Todo evangelho de João serve para aprender a ver com olhos novos (veja a história do cego, Jo 9). Não com os olhos da carne (= meramente humanos), mas com olhos iluminados pelo sopro do Espírito Divino que se manifestou na ressurreição de Jesus. Neste dia de Páscoa, a liturgia apresenta o evangelho de Jo 20, 1-9, mas vamos olhar para o conjunto Jo 20, 1-18. Jo 20,1-18 narra uma história em duas cenas. A primeira cena começa com Maria Madalena, que logo no primeiro dia da semana (nosso domingo!), passado o repouso do sábado, vai ao sepulcro para chorar Jesus. Mas que surpresa, quando vê a pedra que fechava o túmulo rolada para o lado! Ela corre para avisar os seguidores de Jesus, Simão Pedro e aquele outro discípulo, o melhor amigo de Jesus (e cujo nome nunca é falado). Eles correm ao túmulo. Pedro chega depois do outro, mas, como é mais digno, entra primeiro e constata: de Jesus nenhum sinal, mas roubado não foi, pois a mortalha e o sudário estão cuidadosamente arranjados! Quem tira a conclusão é o discípulo amigo, que representa aqueles que compreendem Jesus porque o comungam com ele pelo amor. Ele conhece Jesus não só com os olhos, mas com o coração. Ele entra no sepulcro, vê e crê! É o primeiro a crer na ressurreição de Jesus, embora vendo apenas os sinais de sua ausência.

Segunda cena: enquanto Pedro e o outro discípulo voltam para casa, Madalena, que não entrara juntamente com eles, aproxima-se do túmulo, constata a ausência de Jesus e vê dois misteriosos mensageiros – duas testemunhas? – sentados no lugar onde ele ficara. Perguntam por que chora, e ela responde que “levaram meu Senhor” e que não sabe “onde o puseram”. Voltando-se, vê um outro personagem e pensa que é o guarda, que certamente não gostara de encontrar aquele crucificado no túmulo destinado para seu dono, rico proprietário. Madalena declara-se disposta a cuidar do corpo. E então o desconhecido a chama com o nome, no idioma dela: “Mariamne”. E ela o reconhece e responde, na mesma língua: “Rabuni” (= “mestre”).

Então, o evangelista conta um detalhe que é central para entender o sentido da cena. Maria se joga aos pés de Jesus e quer abraçá-los, à maneira oriental, em veneração. Jesus a impede: “Não me segures, pois ainda não subi para junto do Pai”. Ela deve deixar Jesus livre, pois está subindo para a glória do Pai.
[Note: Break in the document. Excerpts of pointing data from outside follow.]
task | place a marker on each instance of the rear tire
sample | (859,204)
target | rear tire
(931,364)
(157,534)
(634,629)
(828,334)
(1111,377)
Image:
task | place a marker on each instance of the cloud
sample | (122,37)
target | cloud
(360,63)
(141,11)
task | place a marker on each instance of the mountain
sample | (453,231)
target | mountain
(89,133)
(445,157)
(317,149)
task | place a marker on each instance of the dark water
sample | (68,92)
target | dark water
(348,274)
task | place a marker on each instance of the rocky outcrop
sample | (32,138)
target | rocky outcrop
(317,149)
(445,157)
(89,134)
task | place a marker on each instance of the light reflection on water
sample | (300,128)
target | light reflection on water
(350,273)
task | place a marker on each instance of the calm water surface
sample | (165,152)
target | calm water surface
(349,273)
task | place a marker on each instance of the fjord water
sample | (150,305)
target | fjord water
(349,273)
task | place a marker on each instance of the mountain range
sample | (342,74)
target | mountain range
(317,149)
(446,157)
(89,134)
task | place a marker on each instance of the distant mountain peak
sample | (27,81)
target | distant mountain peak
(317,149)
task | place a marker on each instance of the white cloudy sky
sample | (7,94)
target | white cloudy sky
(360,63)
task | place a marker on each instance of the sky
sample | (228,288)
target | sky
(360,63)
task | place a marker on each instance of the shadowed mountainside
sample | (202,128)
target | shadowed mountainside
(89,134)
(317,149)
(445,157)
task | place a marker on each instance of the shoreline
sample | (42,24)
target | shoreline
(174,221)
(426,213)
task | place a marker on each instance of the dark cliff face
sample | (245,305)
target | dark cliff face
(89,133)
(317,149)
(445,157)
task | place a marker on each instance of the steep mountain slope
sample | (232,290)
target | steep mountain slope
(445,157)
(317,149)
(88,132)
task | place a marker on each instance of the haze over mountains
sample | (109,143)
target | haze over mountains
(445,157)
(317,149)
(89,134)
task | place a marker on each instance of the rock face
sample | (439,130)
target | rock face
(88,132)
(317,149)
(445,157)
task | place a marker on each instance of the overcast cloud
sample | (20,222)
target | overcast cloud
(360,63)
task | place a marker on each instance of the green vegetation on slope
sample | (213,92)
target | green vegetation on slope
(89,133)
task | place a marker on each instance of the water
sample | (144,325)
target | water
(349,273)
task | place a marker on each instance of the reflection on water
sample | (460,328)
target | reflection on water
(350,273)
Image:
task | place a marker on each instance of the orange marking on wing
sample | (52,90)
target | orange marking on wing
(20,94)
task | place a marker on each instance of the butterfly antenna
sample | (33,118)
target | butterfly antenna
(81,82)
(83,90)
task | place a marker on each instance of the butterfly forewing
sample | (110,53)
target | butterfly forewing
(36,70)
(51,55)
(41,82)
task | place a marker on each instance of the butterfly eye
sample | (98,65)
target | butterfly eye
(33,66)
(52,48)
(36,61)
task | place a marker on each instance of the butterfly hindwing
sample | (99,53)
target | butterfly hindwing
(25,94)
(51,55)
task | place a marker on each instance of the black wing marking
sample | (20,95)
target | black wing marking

Não deve segurar Jesus como se aí estivesse simplesmente aquele que ela seguiu desde os dias da Galileia. “É bom que eu me vá”, disse Jesus (Jo 16,7).

A ausência física de Jesus é necessária para que ele esteja conosco de modo glorioso, sem as restrições da existência na carne. É isso que o discípulo-amigo havia compreendido ao ver o túmulo vazio: ele creu. Madalena também crê, e recebe a missão de ser a primeira a anunciar a ressurreição aos irmãos (v. 17-18).

Não nos apeguemos exclusivamente ao Jesus das estradas da Galileia, o Jesus dos milagres e das parábolas. Deixemos que ele se torne ausente, passando pela cruz, assumida por amor fiel aos seus, para se tornar presente, de outro modo, na glória da ressurreição, que significa que sua crucificação foi “endossada” por Deus como expressão de seu amor. O Jesus da Páscoa é incomparavelmente mais presente para nós que o das estradas da Galileia. Este deixou suas pegadas nas narrativas dos apóstolos e dos evangelistas. Mas o Ressuscitado, que só pode ser visto com os olhos da fé, está conosco nas estradas da América Latina, hoje.


PE. JOHAN KONINGS nasceu na Bélgica em 1941, onde se tornou Doutor em Teologia pela Universidade Católica de Lovaina, ligado ao Colégio para a América Latina (Fidei Donum). Veio ao Brasil, como sacerdote diocesano, em 1972. Em 1985 entrou na Companhia de Jesus (Jesuítas) e, desde 1986, atua como professor de exegese bíblica na FAJE, Faculdade Jesuíta de Filosofia e Teologia, em Belo Horizonte. Este comentário é do livro “Liturgia Dominical, Editora Vozes.